Training RNN on GPU

Hi

I’m training an RNN with LSTM cell. It works when I run the model on CPU, but when I load the model and the data on GPU like:

seq = Sequence()
seq.cuda()
input = Variable(torch.from_numpy(data).cuda())
out = seq(input)

and then I get the error:

TypeError: addmm_ received an invalid combination of arguments - got (int, int, torch.FloatTensor,
torch.cuda.FloatTensor), but expected one of:

  • (torch.FloatTensor mat1, torch.FloatTensor mat2)
  • (torch.SparseFloatTensor mat1, torch.FloatTensor mat2)
  • (float beta, torch.FloatTensor mat1, torch.FloatTensor mat2)
  • (float alpha, torch.FloatTensor mat1, torch.FloatTensor mat2)
  • (float beta, torch.SparseFloatTensor mat1, torch.FloatTensor mat2)
  • (float alpha, torch.SparseFloatTensor mat1, torch.FloatTensor mat2)
  • (float beta, float alpha, torch.FloatTensor mat1, torch.FloatTensor mat2)
    didn’t match because some of the arguments have invalid types: (int, int, torch.FloatTensor, !torch.cuda.FloatTensor!)
  • (float beta, float alpha, torch.SparseFloatTensor mat1, torch.FloatTensor mat2)
    didn’t match because some of the arguments have invalid types: (int, int, !torch.FloatTensor!, !torch.cuda.FloatTensor!)

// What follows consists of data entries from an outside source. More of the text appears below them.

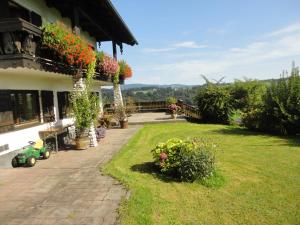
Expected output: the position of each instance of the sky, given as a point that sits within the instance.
(181, 40)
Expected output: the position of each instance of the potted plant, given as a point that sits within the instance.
(85, 108)
(174, 109)
(120, 115)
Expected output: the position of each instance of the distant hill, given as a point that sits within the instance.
(136, 86)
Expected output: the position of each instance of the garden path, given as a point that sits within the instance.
(68, 188)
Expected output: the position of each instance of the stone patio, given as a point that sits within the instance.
(65, 189)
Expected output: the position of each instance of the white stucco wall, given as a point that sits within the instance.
(52, 15)
(29, 79)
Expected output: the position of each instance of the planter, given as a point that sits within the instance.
(173, 115)
(82, 143)
(124, 124)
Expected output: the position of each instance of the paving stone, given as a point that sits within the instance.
(68, 188)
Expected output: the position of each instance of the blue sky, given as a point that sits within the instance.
(180, 40)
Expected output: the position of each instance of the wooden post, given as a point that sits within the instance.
(118, 99)
(75, 19)
(4, 9)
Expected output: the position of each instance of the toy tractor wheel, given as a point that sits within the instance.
(46, 154)
(31, 161)
(14, 162)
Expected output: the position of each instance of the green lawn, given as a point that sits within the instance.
(262, 179)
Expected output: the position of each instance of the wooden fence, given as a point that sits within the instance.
(160, 106)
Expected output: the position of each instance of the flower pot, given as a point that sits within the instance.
(174, 115)
(124, 124)
(82, 143)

It seems like the input is not on GPU, but when I output the variable the datatype is

[torch.cuda.DoubleTensor of size 7x6 (GPU 0)]

So how can I fix the problem?

Thank you.

If you implement your own nn.Module, which includes some parameters inside. You should declare it as Parameters to let nn.Module.cuda() transfer the parameters into GPU memory.

Can you give a example? Thank you.

Hi, there is not enough information about Sequence() but I think hidden weight is not cuda.FloatTensor but FloatTensor . It might be the cause of that problem.

Here’s the source code for nn.Module.cuda():
http://pytorch.org/docs/_modules/torch/nn/modules/module.html#Module.cuda

In short, it iterates all the sub-modules and nn.Parameters, and calls the .cuda() method recursively.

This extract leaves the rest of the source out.